« Les députés veulent renforcer les nouvelles règles de l’UE pour la conception, la production et l’élimination des batteries », titre un communiqué de presse du Parlement Européen. Celui-ci se dit prêt à négocier avec les gouvernements en vue d’introduire une nouvelle règle pour les batteries.
Le projet de loi a été adopté jeudi avec 584 voix pour, 67 contre et 40 abstentions. Et parmi les règles incluses dans ce projet de législation, il y a l’obligation pour les fabricants de smartphones, d’appareils électroménagers, et les moyens de transport légers, comme les vélos électriques, de rendre leurs batteries plus faciles à remplacer.
Parmi les règles, une obligation de rendre les batteries des smartphones facilement remplaçables
Le projet prévoit que d’ici 2024, les constructeurs devront s’assurer que leurs batteries sont conçues de manière à ce que « les consommateurs et les opérateurs indépendants puissent les retirer eux-mêmes facilement et en toute sécurité. »
D’après le site Sammobile, cela pourrait interdire la fixation des batteries dans les smartphones avec de l’adhésif, ce qui obligerait les constructeurs, comme Samsung, à adopter de nouvelles solutions. « Bien que d’autres fabricants de smartphones aient commencé à installer des batteries avec des languettes pour un retrait facile, Samsung n’a pas encore adopté cette pratique. Au lieu de cela, la société continue de coller des batteries sur le châssis de ses produits mobiles à l’aide d’adhésifs », explique le site d’information.

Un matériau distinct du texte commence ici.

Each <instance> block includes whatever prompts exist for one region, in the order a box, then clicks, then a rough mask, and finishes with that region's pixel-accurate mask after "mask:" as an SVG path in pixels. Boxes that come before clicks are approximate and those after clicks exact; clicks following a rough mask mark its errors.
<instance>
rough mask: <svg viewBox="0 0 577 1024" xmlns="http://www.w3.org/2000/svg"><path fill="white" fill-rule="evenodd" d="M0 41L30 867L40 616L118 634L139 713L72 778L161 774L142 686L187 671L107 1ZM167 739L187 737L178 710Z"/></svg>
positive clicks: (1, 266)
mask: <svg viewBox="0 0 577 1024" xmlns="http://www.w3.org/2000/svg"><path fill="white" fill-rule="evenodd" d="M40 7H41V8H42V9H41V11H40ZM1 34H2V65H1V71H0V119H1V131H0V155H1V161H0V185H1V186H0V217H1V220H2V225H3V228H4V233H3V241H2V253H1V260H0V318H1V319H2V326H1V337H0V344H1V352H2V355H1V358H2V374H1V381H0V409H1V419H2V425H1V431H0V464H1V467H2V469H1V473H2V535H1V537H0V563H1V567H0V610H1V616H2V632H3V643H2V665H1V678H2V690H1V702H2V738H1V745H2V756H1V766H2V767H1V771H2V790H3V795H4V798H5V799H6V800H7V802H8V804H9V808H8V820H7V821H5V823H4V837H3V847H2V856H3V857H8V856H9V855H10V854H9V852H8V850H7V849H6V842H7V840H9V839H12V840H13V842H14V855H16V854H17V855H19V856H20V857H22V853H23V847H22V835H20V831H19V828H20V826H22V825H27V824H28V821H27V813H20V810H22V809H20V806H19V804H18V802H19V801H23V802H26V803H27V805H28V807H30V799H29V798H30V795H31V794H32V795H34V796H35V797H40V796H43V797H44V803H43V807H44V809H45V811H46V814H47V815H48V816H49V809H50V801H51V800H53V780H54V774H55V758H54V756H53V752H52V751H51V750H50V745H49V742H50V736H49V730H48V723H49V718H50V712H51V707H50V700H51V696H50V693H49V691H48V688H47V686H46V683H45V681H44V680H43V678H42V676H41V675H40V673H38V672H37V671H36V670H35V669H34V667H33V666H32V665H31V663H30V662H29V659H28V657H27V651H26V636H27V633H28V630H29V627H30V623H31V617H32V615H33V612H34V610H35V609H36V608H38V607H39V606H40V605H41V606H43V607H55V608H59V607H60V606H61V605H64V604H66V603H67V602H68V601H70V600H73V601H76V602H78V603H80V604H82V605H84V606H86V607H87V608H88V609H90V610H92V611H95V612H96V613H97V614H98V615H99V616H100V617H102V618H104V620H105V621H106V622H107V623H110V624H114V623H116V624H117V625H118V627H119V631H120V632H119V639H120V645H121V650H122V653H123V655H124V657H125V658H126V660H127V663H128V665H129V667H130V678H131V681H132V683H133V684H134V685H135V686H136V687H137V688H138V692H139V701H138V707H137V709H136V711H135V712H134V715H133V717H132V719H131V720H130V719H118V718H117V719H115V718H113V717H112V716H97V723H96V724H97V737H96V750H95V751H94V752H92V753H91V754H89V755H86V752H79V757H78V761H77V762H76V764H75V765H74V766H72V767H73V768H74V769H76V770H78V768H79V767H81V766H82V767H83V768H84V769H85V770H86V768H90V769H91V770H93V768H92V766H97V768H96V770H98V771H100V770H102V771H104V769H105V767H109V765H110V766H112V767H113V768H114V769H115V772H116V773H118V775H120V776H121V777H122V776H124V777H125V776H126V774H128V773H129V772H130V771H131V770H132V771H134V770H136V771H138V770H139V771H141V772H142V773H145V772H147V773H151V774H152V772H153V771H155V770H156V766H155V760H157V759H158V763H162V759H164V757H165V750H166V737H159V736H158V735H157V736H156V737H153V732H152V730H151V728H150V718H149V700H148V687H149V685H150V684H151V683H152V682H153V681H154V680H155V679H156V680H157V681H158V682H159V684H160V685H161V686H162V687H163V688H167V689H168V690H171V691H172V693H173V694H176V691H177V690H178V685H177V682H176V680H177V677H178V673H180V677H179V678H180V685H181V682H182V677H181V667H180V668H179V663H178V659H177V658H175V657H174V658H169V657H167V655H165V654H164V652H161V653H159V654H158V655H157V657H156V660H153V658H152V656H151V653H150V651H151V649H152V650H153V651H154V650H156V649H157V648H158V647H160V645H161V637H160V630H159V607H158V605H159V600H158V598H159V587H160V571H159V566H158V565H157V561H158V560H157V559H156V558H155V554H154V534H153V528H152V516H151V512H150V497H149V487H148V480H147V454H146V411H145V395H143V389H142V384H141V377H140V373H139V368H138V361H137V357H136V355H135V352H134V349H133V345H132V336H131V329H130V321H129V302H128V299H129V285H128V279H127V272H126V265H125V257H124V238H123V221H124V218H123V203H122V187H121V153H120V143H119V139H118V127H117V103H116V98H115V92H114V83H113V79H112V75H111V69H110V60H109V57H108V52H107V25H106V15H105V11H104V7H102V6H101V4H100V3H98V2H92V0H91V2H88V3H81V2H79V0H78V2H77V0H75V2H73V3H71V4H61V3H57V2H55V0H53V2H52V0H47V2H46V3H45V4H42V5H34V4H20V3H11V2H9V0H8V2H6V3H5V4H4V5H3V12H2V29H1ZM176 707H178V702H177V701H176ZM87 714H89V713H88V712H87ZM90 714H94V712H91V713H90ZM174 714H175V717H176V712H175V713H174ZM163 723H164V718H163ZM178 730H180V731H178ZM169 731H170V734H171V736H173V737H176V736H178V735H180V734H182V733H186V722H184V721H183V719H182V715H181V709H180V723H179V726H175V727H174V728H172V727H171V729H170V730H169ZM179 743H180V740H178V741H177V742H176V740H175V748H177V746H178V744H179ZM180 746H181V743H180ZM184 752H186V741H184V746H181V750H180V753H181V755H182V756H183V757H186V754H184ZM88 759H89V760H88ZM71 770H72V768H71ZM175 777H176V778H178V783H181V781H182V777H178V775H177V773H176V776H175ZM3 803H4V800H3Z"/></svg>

Cela est confirmé par la société iFixit, qui a déjà procédé à un démontage du Galaxy S22 afin d’évaluer sa réparabilité. Le score obtenu par l’appareil a été de 3 sur 10. Et concernant la batterie, la société a écrit : « Ces batteries nécessitent le combo fastidieux habituel d’alcool isopropylique, de force de levage par ventouse et de patience. »
Bien entendu, Samsung n’est pas le seul à utiliser de l’adhésif pour la fixation de la batterie.
Un projet de législation qui évoque aussi les droits de l’homme
En tout cas, si le projet récemment adopté par le Parlement Européen entre en vigueur, cela obligerait toute l’industrie des smartphones à améliorer leurs scores de réparabilité.
Par ailleurs, selon la proposition, « l’industrie devrait veiller à ce que la chaîne de valeur des batteries respecte pleinement les droits de l’homme et les obligations de diligence raisonnable, abordant ainsi les risques liés à l’approvisionnement, à la transformation et au commerce des matières premières, qui sont souvent concentrés dans un ou quelques pays. »
Comme l’explique le rapporteur Simona Bonafè, ce serait la première législation régulant l’ensemble du cycle de vie d’un produit, de sa conception à sa fin de vie.
« Cela crée une nouvelle approche pour stimuler la circularité des batteries et introduit de nouvelles normes de durabilité qui devraient devenir une référence pour l’ensemble du marché mondial des batteries », a-t-il déclaré. Il invite les colégislateurs à adopter rapidement « des règles et des délais clairs et ambitieux ».